The Government’s directives to PSUs cast a financial burden on them. Public interest would be better served by proper disclosure.
It is unfortunate that the Centre has rejected the Parliamentary Standing Committee on Finance’s recommendation to incorporate a provision in the Companies Bill, mandating public sector undertakings (PSU) to disclose the impact that implementation of government directives have on their finances. There is no formal structure now for such disclosure. Hence, even if companies choose to report at all, they are usually tucked away in the ‘notes to the accounts/significant accounting policies’ sections, as opposed to the Board of Directors’ report or some other prominent statements. Nor is there any prescribed format under which the financial implications specifically resulting from government directives are reported. The need for providing such information in the director’s report — and including this as part of the Companies Bill now in Parliament — is something that even the Comptroller and Auditor General of India had earlier proposed. The Centre’s reaction to these suggestions is strange: According to the Ministry of Corporate Affairs (MCA), a large number of disclosures are already provided for inclusion in directors’ reports and, hence, no purpose is served by “adding further requirements for a particular class of companies in a general enactment on companies”.
But the fact is PSUs are not just any ‘particular class of companies’, just as the government is no ordinary promoter. When oil marketing PSUs are forced to sell diesel or kerosene at below their realisable market prices, or a Coal India is directed to ink fuel supply agreements with power plants on terms it would not ordinarily enter into, these companies are only doing the bidding of the government. While doing so, they forego revenues or even incur losses, thereby affecting the interests of minority shareholders. Even in the event of their not being listed, the public is entitled to know the financial burden that companies set up with taxpayers’ money are having to bear on account of following official directives — for good or bad.
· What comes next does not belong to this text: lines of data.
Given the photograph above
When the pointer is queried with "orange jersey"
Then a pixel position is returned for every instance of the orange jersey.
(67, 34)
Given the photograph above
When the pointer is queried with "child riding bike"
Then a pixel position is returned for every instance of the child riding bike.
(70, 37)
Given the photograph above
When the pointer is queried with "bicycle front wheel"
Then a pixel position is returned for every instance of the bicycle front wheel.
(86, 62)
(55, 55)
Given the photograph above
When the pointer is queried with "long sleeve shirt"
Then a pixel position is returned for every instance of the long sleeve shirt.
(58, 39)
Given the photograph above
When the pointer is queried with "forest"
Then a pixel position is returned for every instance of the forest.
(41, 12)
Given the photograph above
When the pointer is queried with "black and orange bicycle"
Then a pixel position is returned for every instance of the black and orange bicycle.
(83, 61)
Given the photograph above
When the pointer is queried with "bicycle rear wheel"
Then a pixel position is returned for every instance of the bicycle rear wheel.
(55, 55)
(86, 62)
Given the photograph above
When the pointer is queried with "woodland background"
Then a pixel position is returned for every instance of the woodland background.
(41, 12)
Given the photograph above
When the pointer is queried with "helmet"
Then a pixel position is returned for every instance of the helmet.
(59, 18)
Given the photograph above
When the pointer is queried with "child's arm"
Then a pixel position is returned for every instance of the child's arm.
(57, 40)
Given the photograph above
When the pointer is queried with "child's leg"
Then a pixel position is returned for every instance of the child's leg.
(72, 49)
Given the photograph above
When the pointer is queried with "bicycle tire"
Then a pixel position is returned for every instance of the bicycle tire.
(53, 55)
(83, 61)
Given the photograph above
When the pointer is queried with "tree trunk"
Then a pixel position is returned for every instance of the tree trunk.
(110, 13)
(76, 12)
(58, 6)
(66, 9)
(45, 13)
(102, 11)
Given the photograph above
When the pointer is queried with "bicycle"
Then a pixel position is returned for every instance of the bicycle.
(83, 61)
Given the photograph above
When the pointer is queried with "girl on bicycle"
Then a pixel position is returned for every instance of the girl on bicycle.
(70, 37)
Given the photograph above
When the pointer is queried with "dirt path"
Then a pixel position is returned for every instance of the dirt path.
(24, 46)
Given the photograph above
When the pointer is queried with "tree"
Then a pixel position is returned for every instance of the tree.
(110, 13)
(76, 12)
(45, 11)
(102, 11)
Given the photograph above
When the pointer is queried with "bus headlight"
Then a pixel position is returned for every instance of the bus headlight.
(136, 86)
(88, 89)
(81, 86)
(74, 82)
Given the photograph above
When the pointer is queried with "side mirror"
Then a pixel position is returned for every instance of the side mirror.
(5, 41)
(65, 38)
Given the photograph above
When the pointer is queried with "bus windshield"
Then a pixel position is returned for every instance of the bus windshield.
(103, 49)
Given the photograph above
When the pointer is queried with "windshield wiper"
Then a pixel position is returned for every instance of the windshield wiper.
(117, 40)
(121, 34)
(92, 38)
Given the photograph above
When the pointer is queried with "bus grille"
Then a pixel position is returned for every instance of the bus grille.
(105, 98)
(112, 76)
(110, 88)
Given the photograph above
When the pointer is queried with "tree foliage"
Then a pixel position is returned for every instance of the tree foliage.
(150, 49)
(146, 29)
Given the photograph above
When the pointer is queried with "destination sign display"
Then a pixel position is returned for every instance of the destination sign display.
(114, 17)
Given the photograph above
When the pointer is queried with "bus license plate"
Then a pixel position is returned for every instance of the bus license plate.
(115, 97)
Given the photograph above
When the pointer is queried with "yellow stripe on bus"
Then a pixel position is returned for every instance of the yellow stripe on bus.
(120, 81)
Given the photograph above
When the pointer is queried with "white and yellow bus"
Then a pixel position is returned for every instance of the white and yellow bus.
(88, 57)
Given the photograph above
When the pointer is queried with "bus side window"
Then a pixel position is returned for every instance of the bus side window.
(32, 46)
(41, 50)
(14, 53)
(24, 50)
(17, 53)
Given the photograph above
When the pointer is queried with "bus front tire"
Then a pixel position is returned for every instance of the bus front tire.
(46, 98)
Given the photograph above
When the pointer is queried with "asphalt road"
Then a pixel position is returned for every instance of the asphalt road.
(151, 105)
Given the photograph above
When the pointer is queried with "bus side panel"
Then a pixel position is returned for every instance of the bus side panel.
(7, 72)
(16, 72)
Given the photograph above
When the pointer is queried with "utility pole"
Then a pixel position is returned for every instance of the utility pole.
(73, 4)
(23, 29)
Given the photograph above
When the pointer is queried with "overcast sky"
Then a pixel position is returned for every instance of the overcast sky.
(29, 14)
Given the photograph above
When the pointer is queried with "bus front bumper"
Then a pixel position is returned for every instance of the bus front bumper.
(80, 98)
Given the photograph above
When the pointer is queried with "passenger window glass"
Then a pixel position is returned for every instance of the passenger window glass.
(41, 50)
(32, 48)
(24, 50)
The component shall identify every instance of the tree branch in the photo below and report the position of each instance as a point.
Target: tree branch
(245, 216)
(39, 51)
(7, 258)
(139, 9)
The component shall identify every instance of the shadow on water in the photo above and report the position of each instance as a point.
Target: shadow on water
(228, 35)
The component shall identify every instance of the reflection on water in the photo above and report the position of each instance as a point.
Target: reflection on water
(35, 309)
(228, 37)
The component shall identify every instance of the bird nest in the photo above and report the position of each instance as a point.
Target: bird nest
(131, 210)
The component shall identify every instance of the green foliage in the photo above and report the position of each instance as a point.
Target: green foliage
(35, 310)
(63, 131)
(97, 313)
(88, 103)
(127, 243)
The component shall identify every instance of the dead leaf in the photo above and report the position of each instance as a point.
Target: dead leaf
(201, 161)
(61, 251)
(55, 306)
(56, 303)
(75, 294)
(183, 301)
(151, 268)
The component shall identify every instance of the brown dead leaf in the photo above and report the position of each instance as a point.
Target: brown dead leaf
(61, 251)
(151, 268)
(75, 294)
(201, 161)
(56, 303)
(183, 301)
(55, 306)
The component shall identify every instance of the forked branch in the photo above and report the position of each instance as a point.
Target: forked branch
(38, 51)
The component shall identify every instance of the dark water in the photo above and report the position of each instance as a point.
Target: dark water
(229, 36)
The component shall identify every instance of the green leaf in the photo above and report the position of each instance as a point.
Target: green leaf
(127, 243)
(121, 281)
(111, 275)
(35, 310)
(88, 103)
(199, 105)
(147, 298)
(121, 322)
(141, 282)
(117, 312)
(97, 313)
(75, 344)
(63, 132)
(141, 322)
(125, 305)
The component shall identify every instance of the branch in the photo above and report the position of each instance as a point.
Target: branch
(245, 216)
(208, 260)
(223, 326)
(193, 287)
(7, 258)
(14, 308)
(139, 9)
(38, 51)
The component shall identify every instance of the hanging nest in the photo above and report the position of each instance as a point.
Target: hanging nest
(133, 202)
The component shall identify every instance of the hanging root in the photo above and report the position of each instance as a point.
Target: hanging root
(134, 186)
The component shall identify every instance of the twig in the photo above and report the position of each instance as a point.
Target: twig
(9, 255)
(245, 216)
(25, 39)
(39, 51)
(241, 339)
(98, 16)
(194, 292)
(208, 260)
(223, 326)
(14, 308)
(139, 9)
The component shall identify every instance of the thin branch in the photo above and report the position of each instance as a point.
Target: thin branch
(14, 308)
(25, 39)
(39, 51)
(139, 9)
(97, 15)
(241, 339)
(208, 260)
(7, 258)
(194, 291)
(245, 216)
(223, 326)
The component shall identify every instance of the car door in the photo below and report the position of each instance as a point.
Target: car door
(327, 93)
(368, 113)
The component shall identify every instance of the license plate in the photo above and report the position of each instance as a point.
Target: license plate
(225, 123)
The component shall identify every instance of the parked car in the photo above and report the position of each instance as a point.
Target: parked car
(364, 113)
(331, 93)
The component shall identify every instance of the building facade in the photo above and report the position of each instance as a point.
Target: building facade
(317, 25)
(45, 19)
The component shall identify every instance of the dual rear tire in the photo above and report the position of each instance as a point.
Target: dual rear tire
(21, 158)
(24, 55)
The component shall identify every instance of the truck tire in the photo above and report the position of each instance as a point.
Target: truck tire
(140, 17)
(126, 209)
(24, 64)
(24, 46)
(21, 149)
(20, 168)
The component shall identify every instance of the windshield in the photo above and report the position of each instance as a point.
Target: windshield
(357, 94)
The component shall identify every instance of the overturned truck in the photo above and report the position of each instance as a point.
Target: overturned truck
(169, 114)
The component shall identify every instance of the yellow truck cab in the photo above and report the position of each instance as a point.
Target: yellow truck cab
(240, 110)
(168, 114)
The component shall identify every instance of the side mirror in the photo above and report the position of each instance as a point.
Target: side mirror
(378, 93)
Such information when presented in an upfront and transparent manner — without recourse to confusing terms such as ‘under-recoveries’ — may even lead the public to seriously weigh the trade-offs between persisting with populism and compromising the very existence of companies that they ultimately own.
The Parliamentary panel has rightly argued that mandatory reporting of the financial impact of following state directives is a step towards ensuring greater functional autonomy and operational efficiency of PSUs. These eventually would lead to minimising government interference in their management. This position is in refreshing contrast to that of the MCA and the Department of Public Enterprises, which believes that any such disclosure requirements be ‘administratively prescribed’ rather than have statutory backing through legislative enactment. It only demonstrates the sheer reluctance among ministers and bureaucrats to let go of their powers to ‘direct’ PSUs — and not account for it either
Keywords: PSUs, cast a financial burden, Parliamentary Standing Committee, Companies Bill, disclose the impact on their finances, implementation of government directives


Comments:
If made a law it will not be possible for the politicos to steal and use PSUs for their vested interests and vote bank policies. Another example of how hell bent this govt is towards destroying the nation and filling their individual bank accounts.
The resistance to consider the recommendation of the Standing Committee on Finance to make it obligatory for PSUs to disclose the financial impact of government directives on the balance sheets of public sector undertakings once again brings to fore the tendency of those in power to avoid accountability.
The Corporate Affairs Ministry’s averment that a large number of disclosures have already been provided for inclusion in the Board report, so long as there is no case that the same information is disclosed in the report elsewhere, only diverts the issue.
Actually, it is in public interest, and therefore in government’s interest, to publicize losses and gains of PSUs and other entities (including those in private sector) pursuant to government directives and concessions or subsidies provided via any other route, where these can be quantified and incorporated in the statements of accounts and balance sheets.